Je trouvai le général à son poste avec son même uniforme bleu, son même gilet blanc, sa même cravate blanche ; seulement, son uniforme était un peu plus ouvert, son gilet un peu plus débraillé, sa cravate un peu plus lâche que quand je l’avais quitté.

Pauvre général ! moins heureux que moi, qui parlais encore, lui ne parlait plus du tout. Il ouvrait les bras et embrassait : C’était tout ce qu’il pouvait faire.

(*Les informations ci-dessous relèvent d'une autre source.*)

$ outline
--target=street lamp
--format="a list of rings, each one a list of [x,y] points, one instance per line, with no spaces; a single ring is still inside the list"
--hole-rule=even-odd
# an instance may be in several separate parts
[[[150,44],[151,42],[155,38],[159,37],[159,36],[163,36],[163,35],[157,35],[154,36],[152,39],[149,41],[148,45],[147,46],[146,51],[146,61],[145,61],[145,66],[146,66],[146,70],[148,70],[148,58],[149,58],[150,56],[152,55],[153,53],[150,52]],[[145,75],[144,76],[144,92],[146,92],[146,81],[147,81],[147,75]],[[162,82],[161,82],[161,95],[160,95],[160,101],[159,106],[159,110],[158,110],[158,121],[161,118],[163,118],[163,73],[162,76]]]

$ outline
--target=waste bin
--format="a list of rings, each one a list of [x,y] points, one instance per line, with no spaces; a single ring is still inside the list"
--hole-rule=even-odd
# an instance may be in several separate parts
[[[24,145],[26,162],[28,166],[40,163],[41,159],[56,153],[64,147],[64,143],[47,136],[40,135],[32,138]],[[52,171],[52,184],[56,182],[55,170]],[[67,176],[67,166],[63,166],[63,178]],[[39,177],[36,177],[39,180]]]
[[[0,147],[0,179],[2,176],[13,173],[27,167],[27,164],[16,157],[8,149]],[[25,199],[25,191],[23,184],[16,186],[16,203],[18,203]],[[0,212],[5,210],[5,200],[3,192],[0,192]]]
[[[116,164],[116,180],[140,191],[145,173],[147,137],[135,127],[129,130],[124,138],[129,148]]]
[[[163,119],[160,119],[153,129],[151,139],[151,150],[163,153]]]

Heureusement que, dans les cas secondaires, Carbonnel le suppléait : ainsi, lorsque arrivait la députation de quelque commune, après que le général avait embrassé le maire et les adjoints, Carbonnel embrassait les simples conseillers municipaux.

Cependant, pour moi, le général fit un effort : non-seulement il ouvrit les bras et m’embrassa, mais encore il essaya de me féliciter sur ma réussite, et de m’exprimer la satisfaction qu’il éprouvait de me revoir sain et sauf ; malheureusement pour mon amour-propre, là voix s’arrêta dans son gosier.

Le même accident, s’il faut en croire Virgile, était arrivé trois mille ans auparavant à Turnus.

Bonnelier, qui parlait encore, me prit par le bras, et s’écria en levant les yeux au ciel :

— Ah ! mon ami ! quel mal nous ont donné hier vos diables de républicains !… Par bonheur, tout est fini !

C’était de l’hébreu pour moi ; seulement, le par bonheur, tout est fini ! me déplaisait fort, à moi républicain ; il était clair que nous avions perdu quelque bataille.